De son côté, la Chine poursuit le même objectif. Depuis 2005, le pays a commencé à remplir les réservoirs. Elle s'est fixé un objectif d'environ 75 millions de barils, soit 12 millions de tonnes, de pétrole de réserves avant 2010. Le remplissage des réserves se poursuit, 2/3 de l'objectif a été atteint selon Frédéric Lasserre, expert des marchés des matières premières à la Société Générale. Et des réserves pour le cuivre vont aussi être constituées.

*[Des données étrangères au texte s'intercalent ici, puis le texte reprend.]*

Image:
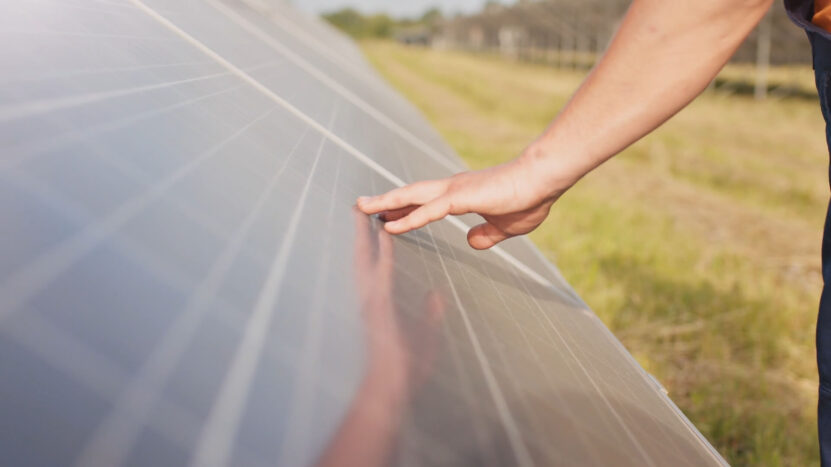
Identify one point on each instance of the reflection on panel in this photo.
(184, 279)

Ce qui est une opportunité pour les acheteurs constitue un handicap pour les vendeurs. Les pays producteurs de pétrole entendent en effet tout faire pour enrayer la chute des prix de l'or noir. En décembre, l'Organisation des pays producteurs de pétrole (40% de la production mondiale), avait décidé de réduire la production du cartel de 2,2 millions de barils par jour. Le représentant de l'Iran au sein de l'Opep, Mohammad Ali Khatibi, a affirmé, lundi 5 janvier, que le cartel organiserait une réunion extraordinaire en février à Koweït pour examiner de nouveau la situation. L'Iran est le second producteur de l'Opep et a soutenu une baisse importante de la production lors de la dernière réunion.

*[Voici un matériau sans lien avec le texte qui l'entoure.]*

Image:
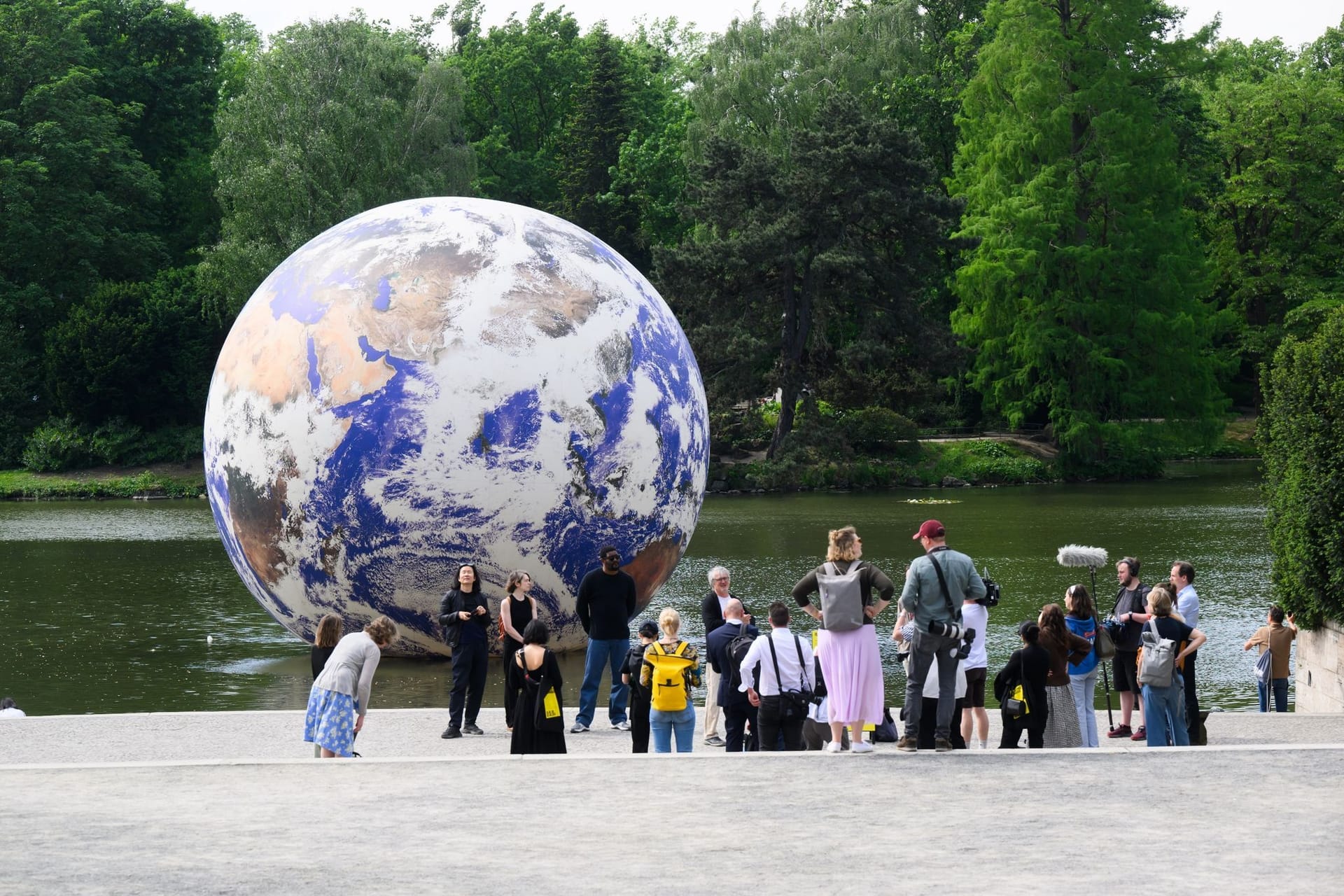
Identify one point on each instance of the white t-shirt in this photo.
(974, 615)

Les Etats-Unis et la Chine ont raison d'en profiter puisqu'après avoir baissé à outrance, le prix du pétrole est en train de remonter. Une des raisons? Les tensions au Proche-Orient et en Ukraine. Lundi 5 janvier, le baril de "light sweet crude" pour livraison en février était à 46,99 dollars, en augmentation de 65 cent et celui de la mer du Nord gagnait 1,09 dollar à 48,00 dollars. "Le pétrole a continué à progresser en raison des craintes sur les approvisionnements liées au conflit au Proche-Orient", commente James Hughes, analyste de la maison de paris CMC Markets. L'offensive israélienne a fait plus de 510 morts palestiniens en neuf jours dans la bande de Gaza, où les chars israéliens ont pris dimanche le contrôle de plusieurs axes stratégiques, se heurtant par endroits à des combattants du mouvement islamiste Hamas. En fait, le marché pétrolier craint notamment pour les approvisionnements d'or noir en provenance d'Iran.

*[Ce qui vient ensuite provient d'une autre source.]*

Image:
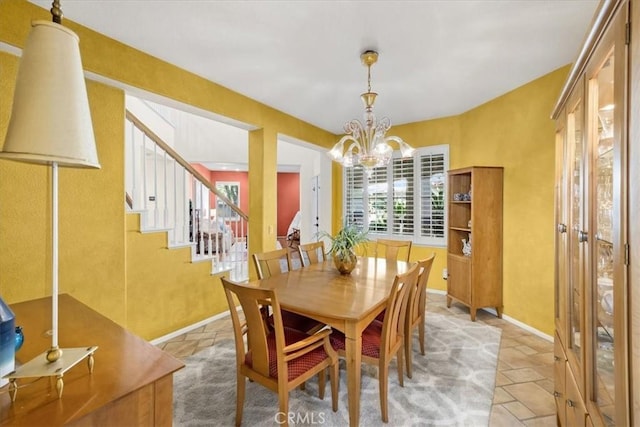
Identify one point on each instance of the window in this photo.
(405, 199)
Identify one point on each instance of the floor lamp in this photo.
(51, 124)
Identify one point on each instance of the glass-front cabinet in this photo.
(591, 354)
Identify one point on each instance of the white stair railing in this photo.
(172, 196)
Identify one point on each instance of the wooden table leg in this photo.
(354, 358)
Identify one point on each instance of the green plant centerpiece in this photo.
(343, 245)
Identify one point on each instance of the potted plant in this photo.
(343, 245)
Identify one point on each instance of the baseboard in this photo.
(189, 328)
(226, 313)
(505, 317)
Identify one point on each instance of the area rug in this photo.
(452, 385)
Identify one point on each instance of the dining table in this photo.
(346, 302)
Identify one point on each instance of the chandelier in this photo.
(367, 144)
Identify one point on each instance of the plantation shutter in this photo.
(378, 198)
(354, 197)
(432, 197)
(403, 204)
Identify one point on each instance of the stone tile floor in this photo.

En Europe de l'Est, les prix du pétrole sont aussi indirectement soutenus par le conflit gazier opposant l'Ukraine et la Russie. Moscou a accusé, vendredi 2 janvier, l'Ukraine de prélever du gaz russe transitant vers l'Europe, une allégation démentie par Kiev. Le marché redoute que les approvisionnements en gaz vers l'UE soient perturbés comme en 2006 et que ce risque s'étende au pétrole.